Кое-как сделанная печка закоптила стены, когда-то оштукатуренные белым, а ветер нес дым обратно в дом. Мы постоянно кашляли, но долго не говорили ни слова, все жевали, каждый был погружен в свои мысли. Мать то и дело вставала, подходила с тарелками к плите и накладывала нам добавки. Мы ели из богемского фарфора, от сервиза на двадцать персон осталось всего три оббитые тарелки.

— Я с удовольствием приготовила бы что-нибудь еще, чтобы отметить этот день, но больше ничего нет, — извинилась мать.

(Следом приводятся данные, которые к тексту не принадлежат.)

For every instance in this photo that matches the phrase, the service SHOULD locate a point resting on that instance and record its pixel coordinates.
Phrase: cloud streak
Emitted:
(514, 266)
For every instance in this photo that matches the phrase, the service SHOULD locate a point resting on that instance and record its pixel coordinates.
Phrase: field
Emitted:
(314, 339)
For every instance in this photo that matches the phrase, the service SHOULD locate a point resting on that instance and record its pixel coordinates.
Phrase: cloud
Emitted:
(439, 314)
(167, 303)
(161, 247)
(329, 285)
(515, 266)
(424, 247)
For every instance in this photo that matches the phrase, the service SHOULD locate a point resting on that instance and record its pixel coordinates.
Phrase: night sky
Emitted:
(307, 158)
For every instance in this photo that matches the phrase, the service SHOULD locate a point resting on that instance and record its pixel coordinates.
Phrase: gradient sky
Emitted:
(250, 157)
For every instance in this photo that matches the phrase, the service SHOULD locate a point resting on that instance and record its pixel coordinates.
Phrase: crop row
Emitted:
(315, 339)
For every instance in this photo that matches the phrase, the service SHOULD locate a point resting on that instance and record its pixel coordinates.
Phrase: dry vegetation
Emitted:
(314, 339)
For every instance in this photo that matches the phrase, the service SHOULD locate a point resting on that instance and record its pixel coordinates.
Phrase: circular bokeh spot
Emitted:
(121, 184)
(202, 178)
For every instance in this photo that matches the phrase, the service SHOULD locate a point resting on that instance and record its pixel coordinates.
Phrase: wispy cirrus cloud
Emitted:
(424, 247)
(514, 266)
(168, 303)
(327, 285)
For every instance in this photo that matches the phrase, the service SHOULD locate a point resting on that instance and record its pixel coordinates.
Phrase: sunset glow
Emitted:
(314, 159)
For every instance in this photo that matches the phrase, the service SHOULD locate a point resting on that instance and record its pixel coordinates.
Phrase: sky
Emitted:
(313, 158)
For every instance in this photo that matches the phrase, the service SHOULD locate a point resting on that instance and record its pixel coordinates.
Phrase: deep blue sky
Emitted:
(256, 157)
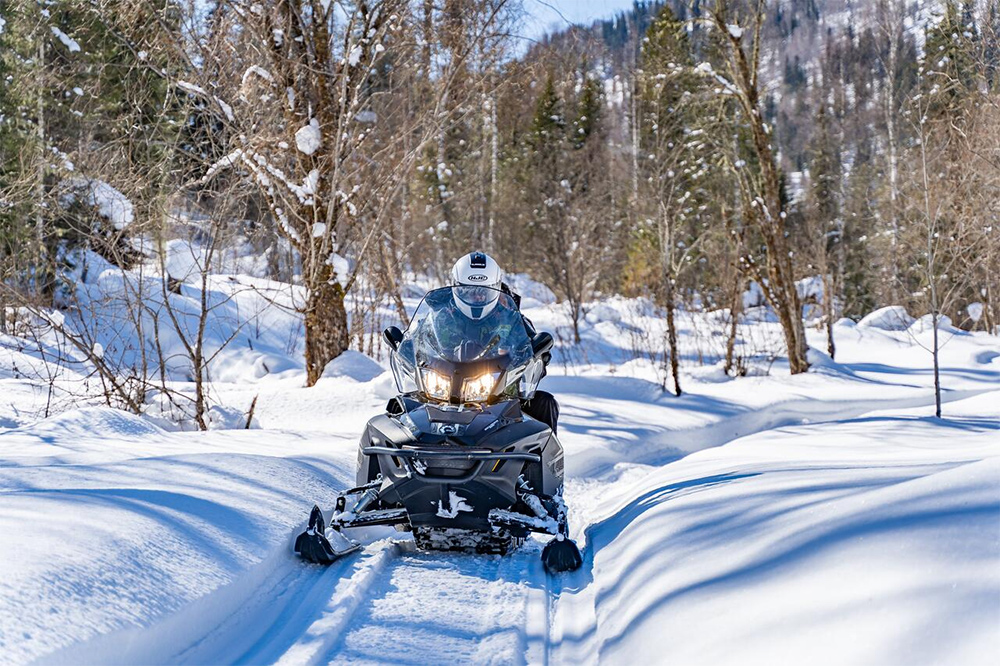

Потом опять наступила тишина, которая царила почти весь вечер, пока керосин в лампе почти не закончился и тени в комнате не стали длиннее. Лишь тогда отец заговорил:

— Ты пришел отомстить?

— Сегодня мне уже задавали этот вопрос.

— Ты ведешь себя не так, как можно было бы ожидать. Я бы, наверное, убил за такое. Но ты не бьешь меня, не злишься, даже не выругался ни разу.

— Вот и радуйся.

— Ты ненавидишь меня?

— Хотел бы я сам знать.

Его плечи опали, словно чужие.

— Я могу лишь сказать, что уже несколько лет жалею, что не принял тогда другое решение.

Мы легли спать, я — на полу, а они — на старом диване, окутанные запахом еды и вонью наших немытых тел. Прежде чем уснуть, я подумал, что, наверное, Фредерик Обертин и первые колонисты тоже спали вот так. Так же, как и мы, они терпели спертый воздух, холод, усиливающийся с каждой минутой, и ночь, накрывшую нас всех.